I am no lawyer, but we are not off to a good start. 

Economically, the decision to impose a charge is also dead on arrival. 

The government predicts that the total revenue generated from this charge to be between just $2.2 million and $9.9 million NZD, at an estimated cost of $600,000 to collect that revenue. For reference, this amount is just 0.019% of New Zealand’s total Covid-19 response budget of $50 billion (of which we have only spent $19 billion due to our successful response to date). The revenue equates to roughly the same amount that the UK government spent on ‘flowers’ in 2010. Let that sink in for a second–is this really worth dividing a country over? 

Another argument that people have put forward is that, because they will not be using the service themselves, they should not have to pay for it. This is essentially an argument against having a tax system at all. 

A cable car climbs a hill above Wellington, New Zealand
New Zealand’s capital, Wellington

I personally have never been to a place in New Zealand called Gisborne, yet I do not mind that the government pays for roads and lighting and water for people who live in Gisborne. I personally do not like the idea of paying for Joe Bloggs’ third bypass surgery because he never went for a walk in the park in his whole life, but I do, and I accept that, because the tax system should protect people and not discriminate. 

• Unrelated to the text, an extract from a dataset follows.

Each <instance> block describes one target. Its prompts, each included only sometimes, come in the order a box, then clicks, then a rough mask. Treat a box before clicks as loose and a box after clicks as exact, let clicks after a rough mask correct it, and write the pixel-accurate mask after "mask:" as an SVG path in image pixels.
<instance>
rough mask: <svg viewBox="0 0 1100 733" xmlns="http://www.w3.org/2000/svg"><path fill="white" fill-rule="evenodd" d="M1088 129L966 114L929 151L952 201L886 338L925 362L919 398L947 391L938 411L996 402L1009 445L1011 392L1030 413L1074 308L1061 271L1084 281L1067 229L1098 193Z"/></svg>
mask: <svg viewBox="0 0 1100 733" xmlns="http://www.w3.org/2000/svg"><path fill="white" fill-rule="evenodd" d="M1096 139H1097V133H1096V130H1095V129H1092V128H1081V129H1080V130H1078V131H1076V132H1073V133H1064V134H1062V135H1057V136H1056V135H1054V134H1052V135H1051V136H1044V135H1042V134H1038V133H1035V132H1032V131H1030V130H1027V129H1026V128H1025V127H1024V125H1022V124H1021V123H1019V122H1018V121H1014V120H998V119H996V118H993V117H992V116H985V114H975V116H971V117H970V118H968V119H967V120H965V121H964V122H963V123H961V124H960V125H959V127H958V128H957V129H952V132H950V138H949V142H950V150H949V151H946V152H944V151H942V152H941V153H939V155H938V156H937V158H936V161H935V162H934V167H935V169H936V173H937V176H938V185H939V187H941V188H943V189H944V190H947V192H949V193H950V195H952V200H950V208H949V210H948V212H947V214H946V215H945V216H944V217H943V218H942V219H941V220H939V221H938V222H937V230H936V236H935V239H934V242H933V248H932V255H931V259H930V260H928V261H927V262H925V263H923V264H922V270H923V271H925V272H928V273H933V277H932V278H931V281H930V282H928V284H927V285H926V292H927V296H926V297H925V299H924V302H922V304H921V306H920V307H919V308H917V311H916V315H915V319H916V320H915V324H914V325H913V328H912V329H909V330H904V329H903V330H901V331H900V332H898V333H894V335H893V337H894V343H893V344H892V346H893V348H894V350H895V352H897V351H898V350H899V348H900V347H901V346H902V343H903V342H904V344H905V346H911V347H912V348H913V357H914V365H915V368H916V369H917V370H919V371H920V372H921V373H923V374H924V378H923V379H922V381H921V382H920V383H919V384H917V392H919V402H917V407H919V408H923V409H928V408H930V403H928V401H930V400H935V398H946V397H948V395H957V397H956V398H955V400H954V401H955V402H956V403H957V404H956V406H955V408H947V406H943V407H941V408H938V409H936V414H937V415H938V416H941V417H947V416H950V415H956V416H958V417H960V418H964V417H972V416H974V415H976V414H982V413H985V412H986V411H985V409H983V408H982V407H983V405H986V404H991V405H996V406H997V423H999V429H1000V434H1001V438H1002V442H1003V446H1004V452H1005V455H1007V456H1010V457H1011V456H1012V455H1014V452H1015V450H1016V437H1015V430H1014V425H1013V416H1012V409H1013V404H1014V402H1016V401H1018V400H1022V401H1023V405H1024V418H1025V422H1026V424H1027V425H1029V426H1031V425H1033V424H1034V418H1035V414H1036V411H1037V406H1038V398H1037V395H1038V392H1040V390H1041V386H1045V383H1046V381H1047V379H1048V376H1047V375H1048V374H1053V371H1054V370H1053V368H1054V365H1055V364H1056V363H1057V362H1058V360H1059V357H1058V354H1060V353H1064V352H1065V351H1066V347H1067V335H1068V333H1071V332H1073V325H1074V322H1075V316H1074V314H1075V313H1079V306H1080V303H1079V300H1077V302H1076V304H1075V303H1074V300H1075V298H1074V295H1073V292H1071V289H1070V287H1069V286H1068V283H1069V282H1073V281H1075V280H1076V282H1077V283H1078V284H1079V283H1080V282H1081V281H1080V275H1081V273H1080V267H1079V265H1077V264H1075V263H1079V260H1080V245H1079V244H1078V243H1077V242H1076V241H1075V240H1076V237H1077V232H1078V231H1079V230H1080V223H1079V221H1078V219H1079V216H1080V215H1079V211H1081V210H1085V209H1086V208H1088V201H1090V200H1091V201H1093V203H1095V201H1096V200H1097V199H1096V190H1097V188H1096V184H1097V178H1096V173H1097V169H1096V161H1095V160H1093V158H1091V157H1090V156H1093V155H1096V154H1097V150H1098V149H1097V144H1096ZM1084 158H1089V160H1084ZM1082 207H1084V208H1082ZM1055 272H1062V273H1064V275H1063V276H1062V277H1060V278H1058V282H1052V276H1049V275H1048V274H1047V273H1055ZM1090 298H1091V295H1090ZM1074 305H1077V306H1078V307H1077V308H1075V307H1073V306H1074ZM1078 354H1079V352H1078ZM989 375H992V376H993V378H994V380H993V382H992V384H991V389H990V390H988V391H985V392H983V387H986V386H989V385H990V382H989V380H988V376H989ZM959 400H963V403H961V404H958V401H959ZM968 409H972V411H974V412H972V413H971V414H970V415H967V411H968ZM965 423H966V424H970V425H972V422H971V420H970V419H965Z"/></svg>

We all pay for services we never use, but the thing is that we all benefit from a two-week quarantine for returning Kiwis. It is a public health good that the public should pay for. 

This policy also does not take into account the economic contribution returning Kiwis will make when they arrive home. Food, rent, petrol, coffees…every dollar a returning Kiwi spends goes to a small business, to the government via tax, or to another Kiwi who, in turn, will spend that dollar. In a time where the world is free falling into the worst recession in history, surely this can’t be a bad thing. 

But to be honest, I don’t think any of that should matter. Nobody on this planet should have to prove their economic worth in order to return home.  How much you earn or do not earn has absolutely no bearing on statehood. Nobody should need to justify why they left their home country or why they want to come back.  

If a single person cannot afford to return to their home in New Zealand because of this charge, then this policy is morally bankrupt. 

Everybody around the world has had to make sacrifices for Covid-19–in many instances, that sacrifice is permanent.  People are scared, but responding to that fear by labelling Kiwis who wish to return home as selfish is damaging and only divides us. 

I am proud to be a Kiwi, and I think New Zealand is an amazing place to live, work, or visit as a tourist. I welcome a time when we can invite people from around the world back into New Zealand to share a piece of our paradise, and to get to know us as the largely kind and welcoming people we can be. 

By the combination of geographical chance and the fortune of having a small population with a relatively decisive government, New Zealand was able to successfully eliminate Covid-19. That does not give us the license to bar returning Kiwis from coming home to share in that safety, or to stop them from seeing their loved ones. Or, simply, just to come home.  

Travelling abroad and seeing the world is an absolute privilege that I, and an untold number of others, have been lucky enough to experience. 

But returning home is a right–no matter where your home may be–and anything that stops you from coming home cannot be the right thing to do.